I was there to say a few words at the formal opening, in part because of the role Sinn Féin played in securing a £20 million package of funding for the Irish language from the British government at Hillsborough Castle in 2010. £8 million of this has gone to An Ciste Infheistíocha Gaeilge.

The Ciste provides capital funding for Irish language projects like Gael Arás Mhic Ardghail and many others across the north. Its role is to sustain and assist the development of Irish language communities; provide financial support and fund capital projects which will create jobs, and to develop cultural hubs. 

But before our time stalwart language activists, including those in the Newry Gaelic League, campaigned and pioneered for decades for language rights, including the right to education through Irish.

The Newry Branch was especially active. In its early days it helped establish the famous Omeath Feis in 1902; it helped found Coláiste Bhríde Ó Méith in 1912 where Pearse, it is reported, composed a draft of the Irish Proclamation; it appointed the first full-time, salaried Gaelic League travelling teacher in Ireland, an múinteor taistil from South Armagh Francis Nugent; and it encouraged the gaelicisation of the local press, especially the newly founded ‘Frontier Sentinel’ (1904).

The Newry Gaelic League also collaborated with Killeavy and Omeath Gaelic Leaguers in erecting what are believed to be the first Irish language road signs on the island at the Corr na Muclach junction half-way between Newry and Omeath.

After partition the unionist regime at Stormont discriminated against and actively oppressed the Irish language and culture. However, in the 1930s and 1940s, the Newry Urban Council, again in direct defiance of unionism, erected new bilingual street signage at James Connolly Park and Michael Mallin Park.

And, it was Newry and Mourne District Council who appointed Ireland’s first local government Irish Language Development Officer in Maolcholaim Scott.

So, Newry and its hinterland, which straddles the border, has a proud history of promoting the Irish language. This is the context for Gael Áras Mhic Ardghail and its role as a provider of Irish medium education, art, music, debate, and the promotion of Irish culture and heritage.

It is an exceptional building, well designed and constructed. At its heart is the family home of the McArdle family who in an exceptional and generous gesture donated it to this project. But it has been expanded to include exhibition space and class rooms.

 
Audience at formal opening of Gael Áras Mhic Ardghail
 
As you enter the foyer there is an old desk, similar to those we had in Barrack Street and on a pedestal behind – as if looking over the pupils shoulder – is Brother Beau. The bust is a very good likeness of the man. And it is entirely appropriate that it should greet visitors as they enter Gael Arás Mhic Ardghail, not just because this is originally the site of St. Patrick’s – the first Christian Brothers school in Newry, but also because Brother Beau was such an influential figure in Irish language circles over many years.

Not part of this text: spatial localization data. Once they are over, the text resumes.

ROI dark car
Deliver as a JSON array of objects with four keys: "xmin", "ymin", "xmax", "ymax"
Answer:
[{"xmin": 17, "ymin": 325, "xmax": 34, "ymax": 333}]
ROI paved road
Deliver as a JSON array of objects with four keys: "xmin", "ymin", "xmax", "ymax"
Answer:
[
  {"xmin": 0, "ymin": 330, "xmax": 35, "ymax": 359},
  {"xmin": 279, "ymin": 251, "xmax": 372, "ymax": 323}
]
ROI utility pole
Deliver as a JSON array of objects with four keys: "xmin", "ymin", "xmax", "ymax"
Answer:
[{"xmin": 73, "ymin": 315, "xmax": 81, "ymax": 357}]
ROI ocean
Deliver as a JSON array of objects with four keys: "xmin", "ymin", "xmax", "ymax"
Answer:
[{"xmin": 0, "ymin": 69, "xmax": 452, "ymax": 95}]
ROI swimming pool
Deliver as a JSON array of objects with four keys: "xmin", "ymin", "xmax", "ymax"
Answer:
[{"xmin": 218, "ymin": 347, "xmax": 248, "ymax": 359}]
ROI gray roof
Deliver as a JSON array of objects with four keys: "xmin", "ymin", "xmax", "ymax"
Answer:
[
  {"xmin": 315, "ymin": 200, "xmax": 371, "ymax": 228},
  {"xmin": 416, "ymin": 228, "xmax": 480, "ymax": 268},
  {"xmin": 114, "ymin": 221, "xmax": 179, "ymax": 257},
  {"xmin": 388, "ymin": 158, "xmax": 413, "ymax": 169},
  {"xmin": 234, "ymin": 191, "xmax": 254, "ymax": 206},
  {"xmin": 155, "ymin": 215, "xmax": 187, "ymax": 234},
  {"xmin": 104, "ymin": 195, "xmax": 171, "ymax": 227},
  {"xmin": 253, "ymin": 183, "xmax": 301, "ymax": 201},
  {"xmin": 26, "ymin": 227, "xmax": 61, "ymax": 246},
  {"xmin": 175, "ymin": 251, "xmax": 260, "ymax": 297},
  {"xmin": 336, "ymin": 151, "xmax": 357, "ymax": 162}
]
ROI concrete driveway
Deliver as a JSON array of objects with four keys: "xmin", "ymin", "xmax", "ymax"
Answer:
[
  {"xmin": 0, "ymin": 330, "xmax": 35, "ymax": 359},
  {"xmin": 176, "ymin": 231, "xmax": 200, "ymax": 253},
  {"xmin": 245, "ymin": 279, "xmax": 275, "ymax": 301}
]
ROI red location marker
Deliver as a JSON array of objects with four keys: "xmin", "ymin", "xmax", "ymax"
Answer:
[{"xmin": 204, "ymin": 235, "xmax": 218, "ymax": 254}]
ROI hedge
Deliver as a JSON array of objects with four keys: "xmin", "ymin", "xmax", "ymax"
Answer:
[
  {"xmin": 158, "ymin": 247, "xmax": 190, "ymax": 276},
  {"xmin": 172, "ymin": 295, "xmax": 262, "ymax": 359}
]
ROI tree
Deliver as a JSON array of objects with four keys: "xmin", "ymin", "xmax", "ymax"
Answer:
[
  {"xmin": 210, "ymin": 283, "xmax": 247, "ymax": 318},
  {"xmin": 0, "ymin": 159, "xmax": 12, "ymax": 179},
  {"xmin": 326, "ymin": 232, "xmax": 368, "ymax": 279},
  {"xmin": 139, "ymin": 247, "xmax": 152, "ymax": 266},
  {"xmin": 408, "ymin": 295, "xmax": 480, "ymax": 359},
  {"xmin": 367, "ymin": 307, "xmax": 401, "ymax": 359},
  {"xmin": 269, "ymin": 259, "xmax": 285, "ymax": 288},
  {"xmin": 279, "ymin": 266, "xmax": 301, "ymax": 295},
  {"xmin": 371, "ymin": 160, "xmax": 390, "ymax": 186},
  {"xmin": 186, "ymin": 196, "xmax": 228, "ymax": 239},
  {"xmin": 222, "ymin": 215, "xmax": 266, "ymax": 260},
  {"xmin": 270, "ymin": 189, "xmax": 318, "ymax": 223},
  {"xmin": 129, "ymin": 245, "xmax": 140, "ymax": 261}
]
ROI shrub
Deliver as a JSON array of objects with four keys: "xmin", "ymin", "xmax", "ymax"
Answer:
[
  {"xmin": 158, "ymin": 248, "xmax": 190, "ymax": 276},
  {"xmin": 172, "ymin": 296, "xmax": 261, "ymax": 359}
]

He was a part of my experience of learning Irish. My own interest in the language began when I started primary school at St. Finian’s De La Salle School on the Falls Road.

However it was St. Mary’s Grammar School run by the Christian Brothers which really bonded me to the language. And Brother Beausang was a big part of that with his summer breaks to the Donegal Gaeltacht.

My next real opportunity to extend my limited knowledge of the language was in prison.  
Political prisoners, particularly in the cages of Long Kesh, created Irish language communities in prison – Gaeltacht huts – where they lived and breathed the language each day.

And because we had political status we were permitted Irish language text books. It was there that Bobby Sands learned Irish.

Subsequently, many of these prisoners and others who had been interned continued with their work on the language when they were released. Later when the cages were replaced by the H Blocks and when the Irish language became the daily language of most of the protesting prisoners at that time, this had a huge impact on the consciousness, particularly of young working-class nationalists.

When prisoners were released from the Blocks, many of them brought the language skills and teaching methods they had learned back into their communities conducting classes in pubs, clubs, community centres and homes.

But it was Irish language stalwarts like Brother Beau who helped keep the language alive in the north during the bad days. For that he will be fondly remembered by all of us who knew him.

Brother Beau is also remembered in far off places. Another person who was taught by him was catholic priest Kevin McGarry. Just over a decade ago when Father McGarry opened a school in the town of Embulbul, just outside greater Nairobi, in Kenya, he decided to name it after Brother Beausang. A fine gesture for a great teacher.